In 1932, Lakota medicine man Black Elk said that “The four-leggeds and the wings of the air and the mother earth were supposed to be relative-like. . . . The first thing an Indian learns is to love each other and that they should be relative-like to the four-leggeds.” 11 And thus we see this very strong kinship relation to the Wemi Tali, the “All Where”: “The Great Spirit made the flowers, the streams, the pines, the cedars—takes care of them. . . . He takes care of me, waters me, feeds me, makes me live with plants and animals as one of them. . . . All of nature is in us, all of us is in nature.” (4)

At the center of all of the creation is the Great Mystery. As Black Elk said:

When we use the water in the sweat lodge, we should think of Wakan-Tanka, who is always flowing, giving His power and life to everything. . . . The round fireplace at the center of the sweat lodge is the center of the universe, in which dwells Wakan-Tanka, with His power which is the fire. All these things are Wakan [holy and mystery] and must be understood deeply if we wish to purify ourselves, for the power of a thing, or an act is in the meaning and the understanding.

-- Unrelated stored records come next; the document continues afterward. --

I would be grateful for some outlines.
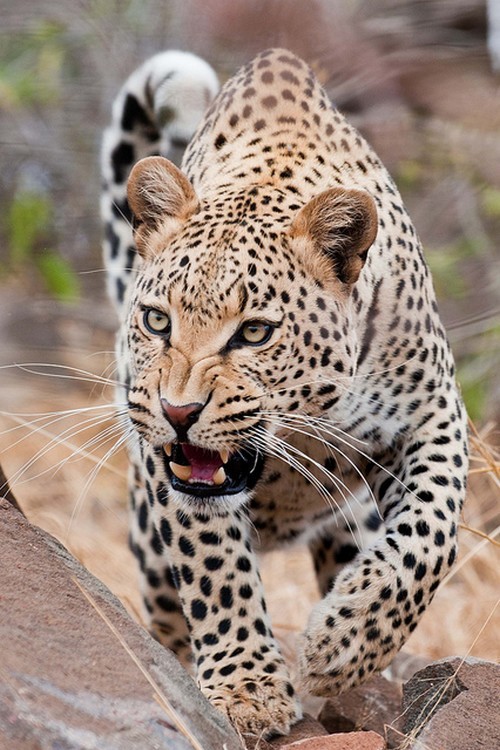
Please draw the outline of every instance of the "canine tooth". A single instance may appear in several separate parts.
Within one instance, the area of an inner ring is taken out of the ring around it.
[[[212,482],[214,484],[224,484],[226,481],[226,472],[224,471],[224,467],[221,466],[220,469],[217,469],[215,474],[212,477]]]
[[[172,443],[165,443],[165,445],[163,446],[163,450],[165,451],[167,456],[170,457],[172,455]]]
[[[172,474],[175,474],[175,476],[178,479],[182,479],[183,482],[187,482],[188,479],[191,477],[190,466],[183,466],[182,464],[176,464],[174,463],[174,461],[170,461],[169,466],[172,471]]]
[[[229,461],[229,451],[227,448],[223,448],[221,451],[219,451],[220,457],[222,459],[223,464],[227,464]]]

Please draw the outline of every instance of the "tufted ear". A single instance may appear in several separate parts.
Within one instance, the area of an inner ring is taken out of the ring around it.
[[[377,209],[363,190],[331,188],[300,209],[290,236],[312,241],[337,278],[354,284],[377,235]]]
[[[180,224],[194,214],[198,198],[188,178],[162,156],[147,156],[130,172],[127,198],[135,218],[134,239],[141,255],[147,253],[151,232],[170,221]]]

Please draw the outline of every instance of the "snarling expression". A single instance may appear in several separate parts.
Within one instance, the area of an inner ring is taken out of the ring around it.
[[[143,259],[127,324],[130,418],[161,447],[174,489],[248,491],[281,415],[328,411],[352,374],[350,289],[375,211],[337,189],[304,207],[269,186],[200,201],[169,162],[144,162],[129,183]]]

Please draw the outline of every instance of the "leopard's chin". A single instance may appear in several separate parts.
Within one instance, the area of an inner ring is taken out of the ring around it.
[[[169,443],[163,446],[163,455],[172,489],[197,498],[248,492],[264,469],[264,456],[248,445],[230,454],[190,443]]]

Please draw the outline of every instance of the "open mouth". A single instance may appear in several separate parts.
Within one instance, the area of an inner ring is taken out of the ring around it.
[[[196,497],[235,495],[251,490],[264,467],[262,455],[249,447],[231,454],[190,443],[168,443],[163,450],[172,488]]]

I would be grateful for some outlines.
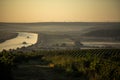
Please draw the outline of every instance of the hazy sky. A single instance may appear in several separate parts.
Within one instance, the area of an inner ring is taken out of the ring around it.
[[[0,0],[0,22],[119,21],[120,0]]]

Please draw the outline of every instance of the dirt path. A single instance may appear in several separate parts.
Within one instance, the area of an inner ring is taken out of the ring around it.
[[[13,72],[15,80],[70,80],[41,62],[30,61],[19,65]]]

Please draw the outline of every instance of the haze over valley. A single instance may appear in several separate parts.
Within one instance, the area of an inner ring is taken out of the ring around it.
[[[1,23],[0,31],[37,33],[38,49],[120,47],[120,23],[115,22]]]

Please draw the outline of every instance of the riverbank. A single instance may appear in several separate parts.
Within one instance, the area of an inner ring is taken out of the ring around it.
[[[37,43],[38,34],[17,32],[18,36],[0,44],[0,51],[28,47]]]
[[[0,43],[5,42],[6,40],[15,38],[18,36],[18,33],[12,32],[0,32]]]

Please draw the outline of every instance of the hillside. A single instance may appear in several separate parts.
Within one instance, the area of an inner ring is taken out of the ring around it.
[[[0,43],[15,38],[18,34],[17,33],[11,33],[11,32],[0,32]]]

Lakota elder, Luther Standing Bear, stated;

“From Wakan Tanka, there came a great unifying life force that flowed in and through all things – the flowers of the plains, blowing winds, rocks, trees, birds, animals–and was the same force that had been breathed into the first man. Thus all things were kindred and brought together by the same Great Mystery . . . . Kinship with all creatures of the earth, sky, and water was a real and active principle . . . .

The animal had rights – the right of man’s protection, the right to live, the right to multiply, the right to freedom, the right to man’s indebtedness – and in recognition of these rights the Lakota never enslaved the animal and spared all life that was not needed for food and clothing . . . .

Everything was possessed of personality, only differing with us in form. Knowledge was inherent in all things. The world was a library, and its books were the stones, leaves, grass, brooks, and the birds and animals that shared, alike with us, the storms and blessings of earth. We learned to do what only the student of nature ever learns, and that was to feel beauty.” (Land of the Spotted Eagle – 1933)


1. John Fire, Lame Deer, and Richard Erdoes, Lame Deer, Seeker of Visions (New York: Simon and Schuster, 1972), 39–40.

2. Sioux Indian Religion: Tradition and Innovation Raymond J. DeMallie, ‎Douglas R. Parks · 1987


4. Luther Standing Bear, Land of the Spotted Eagle (Lincoln, Nebr.: University of Nebraska Press, 1978), 192–193.